3 more ways this is tested on AZ-104

These questions test the same concept from different angles. Work through them to make sure you can recognise it however the exam phrases it.

Variation 1. A user accidentally deleted a folder tree from an Azure file share. The administrator needs to restore only the deleted folders to the state they had yesterday, not roll back the whole share. Which feature should be used?

medium
  • A.Restore the entire storage account from an account-level backup.
  • B.Use a file share snapshot and copy the needed folders back from it.
  • C.Enable blob versioning on the storage account and recover the folders from versions.
  • D.Create a shared access signature with read permissions and use it to recover the folder tree.

Why B: Azure file share snapshots provide a point-in-time, read-only copy of the share. By mounting a snapshot taken yesterday, the administrator can browse the folder tree and copy only the deleted folders back to the live share, restoring them without affecting other data. This is the only option that allows granular, folder-level recovery without rolling back the entire share or storage account.

Variation 2. A user accidentally deleted a nested folder tree from an Azure file share yesterday. Other folders were modified after the deletion and must not be rolled back. The administrator wants to restore only the deleted folder tree. What is the best recovery method?

medium
  • A.Use a file share snapshot and copy the deleted folder tree back into the live share.
  • B.Delete the current share and restore the whole share from the most recent backup.
  • C.Change the share’s access tier from Hot to Cool and then refresh the folder view.
  • D.Enable soft delete for blobs in the same storage account and recover the folder from there.

Why A: Azure file share snapshots provide a point-in-time, read-only copy of the entire file share. By mounting a snapshot taken before the accidental deletion, the administrator can browse the snapshot's directory structure and copy only the deleted folder tree back into the live share. This approach restores the lost data without affecting any other files or folders that were modified after the snapshot was taken, meeting the requirement to avoid rolling back other changes.

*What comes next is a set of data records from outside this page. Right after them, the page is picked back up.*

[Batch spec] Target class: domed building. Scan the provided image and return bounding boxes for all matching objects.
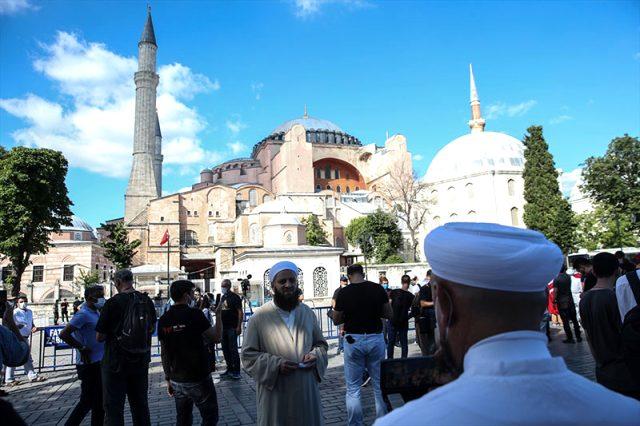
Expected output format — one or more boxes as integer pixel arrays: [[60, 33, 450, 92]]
[[424, 66, 524, 229]]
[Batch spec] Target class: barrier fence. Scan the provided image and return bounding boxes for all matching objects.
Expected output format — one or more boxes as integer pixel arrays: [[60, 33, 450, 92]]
[[16, 306, 413, 374]]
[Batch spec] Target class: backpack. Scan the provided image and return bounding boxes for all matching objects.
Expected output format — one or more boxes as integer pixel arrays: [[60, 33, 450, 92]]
[[621, 271, 640, 383], [116, 291, 155, 355]]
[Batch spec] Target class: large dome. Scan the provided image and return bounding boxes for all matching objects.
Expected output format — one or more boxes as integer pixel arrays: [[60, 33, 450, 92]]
[[271, 116, 344, 134], [425, 132, 524, 182]]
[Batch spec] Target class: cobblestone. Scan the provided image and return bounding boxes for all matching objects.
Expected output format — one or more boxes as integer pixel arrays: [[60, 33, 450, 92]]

Variation 3. An employee accidentally deletes several folders from an Azure file share. The administrator must recover only those folders from yesterday, not roll back the whole share. What should the administrator use?

easy
  • A.The latest Azure file share snapshot
  • B.The storage account access key
  • C.A shared access signature
  • D.A private endpoint to the storage account

Why A: Azure file share snapshots capture the state of the share at a point in time. By mounting a snapshot taken yesterday, the administrator can browse the snapshot's directory structure and copy only the deleted folders back to the live share, without affecting other files. This provides granular recovery without rolling back the entire share.